Piano Quartet No. 2 (Enescu) Explained

Piano Quartet No. 2
Type:Chamber music
Image Upright:1.2
Key:D minor
Opus:30
Composed:–44
Dedication:Gabriel Fauré
Performed: Library of Congress, Washington
Movements:3

Piano Quartet No. 2 in D minor, Op. 30, is a chamber-music composition by the Romanian composer George Enescu, written in 1943–44.

History

Enescu began work on his Second Piano Quartet in July 1943. The first movement was finished on 27 July in Bucharest, the second movement on 27 August in Dorohoi, and the score was completed on 4 May 1944, at the composer's villa Luminiș, near Sinaia, all during the worst part of the war for Romania. Nevertheless, it contains some of his most tranquil music. The score is dedicated to the memory of his composition teacher, Gabriel Fauré.

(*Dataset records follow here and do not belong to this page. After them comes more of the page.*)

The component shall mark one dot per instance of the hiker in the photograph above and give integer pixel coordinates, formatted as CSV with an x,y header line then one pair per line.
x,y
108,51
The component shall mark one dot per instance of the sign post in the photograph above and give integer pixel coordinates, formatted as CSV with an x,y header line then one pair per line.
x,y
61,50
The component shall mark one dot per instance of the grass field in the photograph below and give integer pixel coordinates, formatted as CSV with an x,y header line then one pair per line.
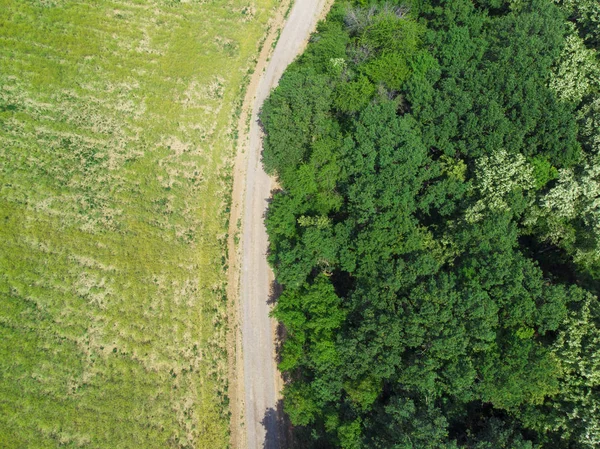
x,y
115,132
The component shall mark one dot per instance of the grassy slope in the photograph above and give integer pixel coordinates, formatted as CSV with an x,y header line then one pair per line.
x,y
114,128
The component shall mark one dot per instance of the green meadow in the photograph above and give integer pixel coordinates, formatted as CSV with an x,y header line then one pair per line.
x,y
116,138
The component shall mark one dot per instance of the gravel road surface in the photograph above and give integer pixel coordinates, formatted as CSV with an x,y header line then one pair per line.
x,y
261,378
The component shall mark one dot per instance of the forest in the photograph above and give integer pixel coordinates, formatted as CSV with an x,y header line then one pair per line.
x,y
436,229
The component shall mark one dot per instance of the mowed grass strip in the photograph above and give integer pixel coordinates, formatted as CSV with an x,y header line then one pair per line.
x,y
115,136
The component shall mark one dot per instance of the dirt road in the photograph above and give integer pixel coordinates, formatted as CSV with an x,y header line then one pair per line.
x,y
262,381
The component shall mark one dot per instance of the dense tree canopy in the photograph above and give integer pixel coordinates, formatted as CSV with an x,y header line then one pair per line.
x,y
437,229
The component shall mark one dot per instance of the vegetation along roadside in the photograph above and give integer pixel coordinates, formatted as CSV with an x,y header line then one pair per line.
x,y
437,228
115,142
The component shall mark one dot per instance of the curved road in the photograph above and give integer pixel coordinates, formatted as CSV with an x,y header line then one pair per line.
x,y
261,378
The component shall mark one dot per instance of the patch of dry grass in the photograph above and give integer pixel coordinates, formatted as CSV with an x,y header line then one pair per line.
x,y
115,132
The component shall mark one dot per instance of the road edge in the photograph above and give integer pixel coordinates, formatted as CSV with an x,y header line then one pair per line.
x,y
235,361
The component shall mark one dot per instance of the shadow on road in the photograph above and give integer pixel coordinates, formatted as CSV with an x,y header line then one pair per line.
x,y
276,427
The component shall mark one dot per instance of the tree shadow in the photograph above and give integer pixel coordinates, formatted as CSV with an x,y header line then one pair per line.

The first performance of the work was given at the Library of Congress in Washington, DC, by the Albeneri Trio (Alexander Schneider, violin; Benar Heifetz, viola; Erich Itor Kahn, piano) with violist Milton Katims, on 31 October 1947, under the auspices of the Elizabeth Sprague Coolidge Foundation. A rival contender for the premiere was a French radio broadcast performance by Yvonne Astruc, violin, Maurice Vieux, viola, Charles Bartsch, cello, with the composer at the piano, on 29 October, but almost certainly in 1948 rather than 1947.

Analysis

The quartet is in three movements:

The first movement, in D minor, is in sonata-allegro form; the second, slow movement, in E major, is in a three-part song form, with introduction and coda; the finale is an agitated, rapid movement in free sonata form in D minor but ends with a coda in D major. Characteristically for Enescu, the quartet is built cyclically: The opening idea of the first movement generates the thematic substance of the whole quartet. Fragments or cells of this idea are found throughout, often transformed and integrated into the composition of other main themes.